Thanks to early planning, the hospital already had all of my information and I was able to get a room right away. My brain was filled with angry bees and I couldn't concentrate on anything other than getting through each contraction and waiting for the epidural. When the anesthesiologist arrived, I nearly wept with relief. He waved some forms in front of me, making me promise not to sue in case I ended up paralyzed or turned into a swamp monster.I scribbled my names on the forms, nearly breaking the pen in half. Then, he tried to give me a verbal notice detailing what the forms said. "Do you want the long version or the short version," he asked me as I bent over to have my spine swabbed. Was he kidding me? I almost laughed and wanted to answer, "oh, the long version please. And don't give me the shot until you've finished and I have considered the options for a long while." "SHORT VERSION," I gritted. I got the shot and about half an hour later, I was calm enough to ignore the waves of shrieking pain that I knew were crashing over my body because I could see them on the monitor, but I couldn't feel them any more. I also couldn't feel my legs; they just felt like two balloons. Or, perhaps two heavy slabs of meat would be more accurate. Either way, I was happy. I felt better - enough to think again, enough to tease TP, enough to realize that, yep, this is it.
The drugs wore off after a while and until the next hit, I was instructed to take deep breaths through the contractions. My mind swirled around to find something to latch onto so that I could remove it from my body and get through the pain. Scuba diving. Scuba diving in Belize with LB where we learned how to breathe slowly in order not to run through the tank of oxygen. The doctor flitted in and out to check on me (and in me) and finally announced that it was time for the big show. Memories of the grueling three hours of pushing and tearing and bleeding gripped me but this time around, it was infinitely easier. "Push! 1, 2, 3, 4, 5, 6, 7, 8, 9, 10. Okay, breathe. Push! 1, 2, 3, 4, 5, 6, 7, 8, 9, 10. Okay, now just half a push. 1, 2, 3, 4 HERE SHE IS!" And there you were. Tiny, balled up, perfect. Full head of hair, gentle cries, and finally someone in the family who resembles me.

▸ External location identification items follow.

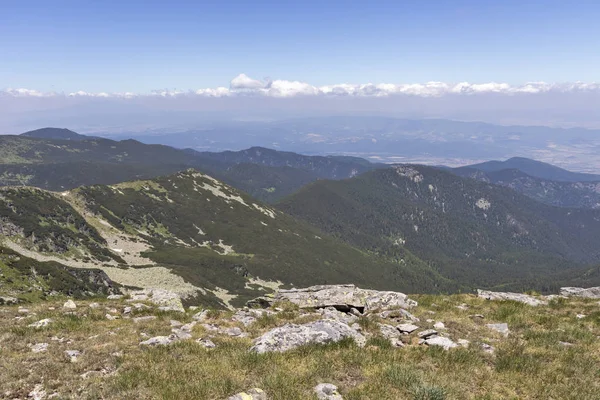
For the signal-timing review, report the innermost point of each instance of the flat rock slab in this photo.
(342, 297)
(327, 391)
(519, 297)
(291, 336)
(590, 293)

You were a dream at the hospital and got rave reviews for your raven locks from the staff. After the clean-up crew left and it was just the three of us, I realized it was the first night I had ever spent away from ZP. It saddened me, but I was excited to see ZP's reaction when he first met you. LB and KG had been taking good care of him and brought him over the next day to make your acquaintance. It was a pretty successful meeting and ZP was interested but only vaguely so; I was just glad he didn't have a melt-down (that was to come later). I think part of his pleasant demeanor was due in large part by balloons, cookies, and buttons to push to make the bed go up and down. Your Nani and Babu were stuck in several inches of snow trying to get to D.C. so it wasn't until we took you home that they got to snatch you away and shower you with adoration and awe.
So, there's the first day(s) down on paper. I'll try to jot down the highlights of months one and two before the month three milestone passes. Suffice it to say, you rock. More in a bit, my baby doll.